You may imagine that this epic project was completed years ago, and that everything listed by ESTC would be available in ECCO or elsewhere? Not so.
For a few years now, a “final” tranche of digitisation has been in preparation to supplement ECCO’s current 180,000 titles. The “long list” for this third tranche currently stands at 78,000 titles. UCL is not an 18th century library, and when I arrived, I imagined that we would have little eligible material. I was wrong. We will be contributing about 320 items totalling around 66,000 pages, of which 59 have been accredited by ESTC as brand new entries – in other words, unique, first-time discoveries.
Many of these new finds are in UCL core subjects and include books on the volcanos of Sicily, agricultural enclosure, the structure of human teeth, works by Joseph Priestly and a Compleat History of Drugs from 1737. One among UCL’s thousands of eligible titles, inexplicably absent from Penguin Classics, “Human ordure, botanically considered” (1757), is already on ECCO but surely worth a mention?
Among female authors it is splendid to find An Essay on Combustion 1794 by Mrs Elizabeth Fulhame, “the first solo woman researcher in chemistry”, Mary Wollstonecraft on the French Revolution, the prolific Mary de la Rivière, or even a 4-part Ladies Astronomy from 1738, in which the Sun smiles approachably for female readers (fig.1)
We will also be contributing new-to-ESTC editions by major authors – Swift, Defoe, Pope, Beckford – astonishingly still coming to light in 2022. Our 1787 Mohawk language Book of Common Prayer is already online, but when it comes to travel and the exotic, we have real delights – such as new-to-ESTC, “Four letters concerning the growth of grape vines in the Island of Bermudas” from 1741 (worth a try), and a rare 1746 London edition of sci-fi novel A journey to the world under-ground by Norwegian satirist Ludwig Holberg (as in Grieg’s tribute Suite) for anyone who had ever wondered what a Baroque Dr Who monster might look like (fig.2).Many of the concerns reflected in these works are mundane: parliamentary bills about pot-holes which have slipped all digital nets and a newly discovered Act from 1762 “for preventing annoyances” – still to take effect.

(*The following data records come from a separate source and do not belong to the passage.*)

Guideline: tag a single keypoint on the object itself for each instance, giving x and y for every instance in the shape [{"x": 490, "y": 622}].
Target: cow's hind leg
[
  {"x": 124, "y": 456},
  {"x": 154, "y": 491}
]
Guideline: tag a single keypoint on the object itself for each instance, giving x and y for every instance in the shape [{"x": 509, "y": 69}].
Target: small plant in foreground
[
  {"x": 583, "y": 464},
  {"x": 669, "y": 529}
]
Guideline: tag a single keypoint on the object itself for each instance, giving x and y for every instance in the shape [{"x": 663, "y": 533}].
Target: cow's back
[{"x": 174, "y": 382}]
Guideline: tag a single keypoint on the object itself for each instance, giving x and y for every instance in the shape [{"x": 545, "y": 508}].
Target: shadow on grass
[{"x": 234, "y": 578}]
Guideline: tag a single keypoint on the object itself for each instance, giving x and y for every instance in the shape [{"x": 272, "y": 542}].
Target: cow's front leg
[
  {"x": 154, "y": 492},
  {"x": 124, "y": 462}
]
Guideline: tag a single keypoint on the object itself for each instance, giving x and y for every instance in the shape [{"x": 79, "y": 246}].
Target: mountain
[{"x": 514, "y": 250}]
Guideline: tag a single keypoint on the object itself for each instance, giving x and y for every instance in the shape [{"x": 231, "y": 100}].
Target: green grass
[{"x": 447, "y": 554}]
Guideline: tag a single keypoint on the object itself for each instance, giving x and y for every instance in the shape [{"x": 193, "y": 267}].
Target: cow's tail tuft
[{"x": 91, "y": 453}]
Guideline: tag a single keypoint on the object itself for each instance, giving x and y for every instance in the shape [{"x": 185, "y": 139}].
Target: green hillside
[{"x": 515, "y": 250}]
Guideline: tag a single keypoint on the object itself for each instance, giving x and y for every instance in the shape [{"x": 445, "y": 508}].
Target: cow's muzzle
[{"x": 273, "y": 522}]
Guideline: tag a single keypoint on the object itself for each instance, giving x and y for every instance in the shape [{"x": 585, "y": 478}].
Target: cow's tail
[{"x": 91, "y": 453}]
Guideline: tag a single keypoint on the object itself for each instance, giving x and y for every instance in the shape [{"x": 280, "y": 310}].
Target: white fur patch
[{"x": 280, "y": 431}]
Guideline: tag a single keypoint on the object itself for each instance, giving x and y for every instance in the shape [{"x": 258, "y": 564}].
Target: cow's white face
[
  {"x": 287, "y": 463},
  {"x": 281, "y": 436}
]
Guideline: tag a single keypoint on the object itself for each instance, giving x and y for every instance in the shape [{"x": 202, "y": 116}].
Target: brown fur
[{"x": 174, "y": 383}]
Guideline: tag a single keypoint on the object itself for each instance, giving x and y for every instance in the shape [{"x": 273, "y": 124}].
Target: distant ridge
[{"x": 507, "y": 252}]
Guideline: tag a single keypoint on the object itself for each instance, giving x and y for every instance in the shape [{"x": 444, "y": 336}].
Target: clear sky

Alongside the irritations of urban life, we find pleasures and pastimes – A walk from St. James’s to Convent-Garden from 1717 and proto-Puzzler magazine “The British Oracle” from 1769 (“enigmas, paradoxes, rebusses, queries, epigrams & repartees”) both new to ESTC. Then there’s a 1779 edition of Hoyle’s Games: “whist, quadrille, piquet, chefs, back-gammon, draughts, cricket, tennis, quinze, hazard, lansquenet, and billiards”, or back outdoors “A dissertation on oriental gardening”, books on gunnery and the shoeing of horses along with plays from the Theatres Royal, poems and society gossip.
Unfortunately, data-combing our 18th century holdings against ESTC and the online landscape has revealed a backlog of wrinkles which are being addressed, in part by our wonderful placement student Ollie Nelmes: only 61% of our 18th century holdings were recorded on ESTC, but this project gives us a fantastic opportunity to refresh the collections, improve and enhance their discoverability and step forward as a rich repository of 18th century rare, and in some cases, unique books.